I’m more committed to my marriage now — one I’d abandoned in my own way, too — than I’ve ever been. I back up my commitment with love in action and by doing the work it takes to maintain a good marriage. Nothing in me wants to leave my husband, but knowing that I can —  should I need or want to — is a priceless feeling.

In addition, my husband is thrilled about my newfound earning potential. When I asked him how he felt about the reversal of fortunes between us, he said, “I love it!” It’s a relief to him to no longer feel disproportionately responsible for our income and the pressures of helping our kids with college and funding our retirement. Just like it’s a relief to me to now have more help within our home and with the mental load of caring for a family.

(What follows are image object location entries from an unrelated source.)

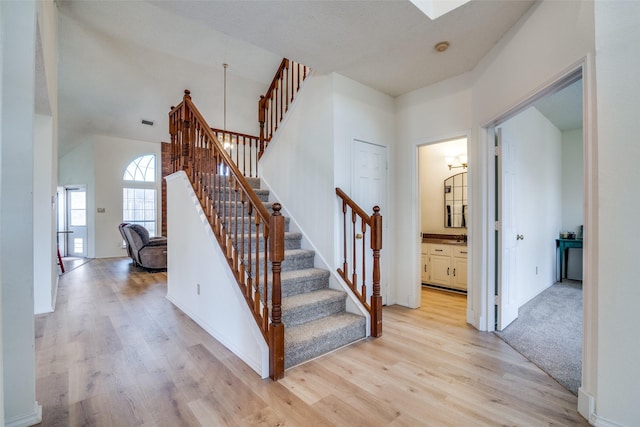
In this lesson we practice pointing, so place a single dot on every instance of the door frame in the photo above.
(385, 206)
(67, 224)
(586, 69)
(418, 215)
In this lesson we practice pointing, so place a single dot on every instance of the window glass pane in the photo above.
(78, 218)
(78, 245)
(142, 169)
(139, 207)
(78, 200)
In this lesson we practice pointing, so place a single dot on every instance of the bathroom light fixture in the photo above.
(459, 161)
(227, 138)
(441, 46)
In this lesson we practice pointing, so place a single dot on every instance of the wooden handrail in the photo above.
(274, 104)
(251, 239)
(358, 264)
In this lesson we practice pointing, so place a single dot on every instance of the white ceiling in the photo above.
(121, 61)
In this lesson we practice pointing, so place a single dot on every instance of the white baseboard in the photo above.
(27, 420)
(586, 404)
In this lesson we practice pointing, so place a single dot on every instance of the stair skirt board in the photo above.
(315, 317)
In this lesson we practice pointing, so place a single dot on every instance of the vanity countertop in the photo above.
(445, 239)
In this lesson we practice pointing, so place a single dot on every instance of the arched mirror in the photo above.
(456, 205)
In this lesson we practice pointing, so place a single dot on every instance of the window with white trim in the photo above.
(139, 193)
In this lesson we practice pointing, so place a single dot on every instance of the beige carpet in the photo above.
(548, 331)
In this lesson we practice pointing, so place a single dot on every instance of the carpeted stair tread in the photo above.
(295, 282)
(312, 339)
(309, 306)
(315, 316)
(294, 259)
(291, 241)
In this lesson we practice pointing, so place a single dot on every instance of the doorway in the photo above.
(538, 193)
(444, 218)
(75, 231)
(539, 197)
(369, 187)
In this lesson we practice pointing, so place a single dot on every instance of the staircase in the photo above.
(315, 316)
(299, 316)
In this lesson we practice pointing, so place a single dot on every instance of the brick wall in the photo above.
(166, 170)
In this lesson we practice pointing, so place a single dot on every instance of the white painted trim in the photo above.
(590, 247)
(603, 422)
(586, 404)
(27, 420)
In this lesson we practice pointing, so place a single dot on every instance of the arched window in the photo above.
(139, 193)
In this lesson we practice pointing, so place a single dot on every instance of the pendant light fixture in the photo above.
(226, 138)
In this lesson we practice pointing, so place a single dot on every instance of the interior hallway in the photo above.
(117, 352)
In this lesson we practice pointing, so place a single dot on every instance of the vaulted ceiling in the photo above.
(121, 61)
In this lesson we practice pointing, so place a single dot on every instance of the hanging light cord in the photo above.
(225, 97)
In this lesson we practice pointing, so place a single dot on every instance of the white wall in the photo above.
(195, 258)
(618, 91)
(16, 207)
(433, 171)
(298, 165)
(367, 115)
(538, 144)
(44, 213)
(46, 159)
(547, 42)
(1, 233)
(312, 155)
(158, 77)
(99, 163)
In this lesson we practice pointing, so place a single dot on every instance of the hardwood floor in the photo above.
(117, 353)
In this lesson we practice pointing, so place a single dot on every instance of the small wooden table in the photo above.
(58, 247)
(563, 245)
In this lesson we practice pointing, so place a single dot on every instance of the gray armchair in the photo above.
(145, 252)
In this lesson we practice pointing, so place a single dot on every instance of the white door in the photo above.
(76, 221)
(507, 232)
(369, 184)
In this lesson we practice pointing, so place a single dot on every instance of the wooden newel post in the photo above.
(376, 298)
(276, 331)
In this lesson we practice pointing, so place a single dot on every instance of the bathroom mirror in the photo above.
(456, 207)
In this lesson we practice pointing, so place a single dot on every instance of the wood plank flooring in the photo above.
(117, 353)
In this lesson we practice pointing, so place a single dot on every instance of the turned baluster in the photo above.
(345, 265)
(276, 331)
(363, 296)
(376, 298)
(354, 258)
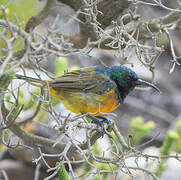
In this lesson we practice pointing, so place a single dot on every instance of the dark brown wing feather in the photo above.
(85, 80)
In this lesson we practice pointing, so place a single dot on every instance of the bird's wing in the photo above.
(84, 80)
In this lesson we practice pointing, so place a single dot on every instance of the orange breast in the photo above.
(80, 102)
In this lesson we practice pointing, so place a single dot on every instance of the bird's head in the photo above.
(126, 80)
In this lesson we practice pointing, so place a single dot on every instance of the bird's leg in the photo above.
(108, 122)
(101, 124)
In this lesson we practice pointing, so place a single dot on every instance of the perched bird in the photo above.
(93, 89)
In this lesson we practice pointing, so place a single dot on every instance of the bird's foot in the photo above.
(101, 124)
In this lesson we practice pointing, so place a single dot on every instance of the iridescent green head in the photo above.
(127, 80)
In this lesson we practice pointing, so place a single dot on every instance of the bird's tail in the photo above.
(31, 79)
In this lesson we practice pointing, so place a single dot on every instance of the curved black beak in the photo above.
(141, 82)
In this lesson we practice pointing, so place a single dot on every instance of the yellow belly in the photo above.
(79, 102)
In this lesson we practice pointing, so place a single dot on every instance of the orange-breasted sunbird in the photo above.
(93, 89)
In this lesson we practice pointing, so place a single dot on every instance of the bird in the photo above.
(93, 90)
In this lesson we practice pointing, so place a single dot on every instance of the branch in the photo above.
(38, 19)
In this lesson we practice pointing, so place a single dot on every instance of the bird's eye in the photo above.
(128, 78)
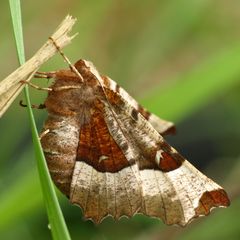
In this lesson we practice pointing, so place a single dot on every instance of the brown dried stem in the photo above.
(11, 86)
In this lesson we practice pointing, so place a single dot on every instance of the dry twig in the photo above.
(11, 86)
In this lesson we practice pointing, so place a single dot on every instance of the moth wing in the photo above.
(162, 126)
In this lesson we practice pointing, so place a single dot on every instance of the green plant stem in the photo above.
(57, 223)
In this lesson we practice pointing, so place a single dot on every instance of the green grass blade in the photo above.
(57, 223)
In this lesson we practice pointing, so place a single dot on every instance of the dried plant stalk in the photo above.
(11, 86)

I just needed a little help seeing past the fog of betrayal and beyond to the possibilities that still existed for me. Sometimes, the glaring opacity of our current situation — especially when it involves emotional trauma — creates blinders to our potential to better our circumstances.

In a crisis, I’m Chicken Little — 100 percent sure the sky is falling and all is doom and gloom. I need to hear from those who can see more light on the horizon than I can when dark times descend. Maybe you need that, too.

So, let me reassure you. I don’t know your particular story or the precise challenges you’re facing, but I do know that what musician Gary Allan wrote is true: “Every storm runs out of rain.” Your today does not equal each of your tomorrows. Change isn’t just probable, it’s inevitable. Change is the one constant.

If you’re feeling hopeless in your current situation, maybe (like me) you just need someone to tell you they understand how disconcerting it feels — but also, it doesn’t equate to a life sentence of despair. Though your options may feel limited and your choices may seem dictated to you today, what I’ve learned for certain is the rest of your story can and will read differently.

Five years ago I had no idea how I’d get to where I am today — in a brand new marriage to the same man and earning more money than I ever have, or thought possible. It was simply hearing I would get there that helped me quit deciding I couldn’t or wouldn’t. The same is my hope for you.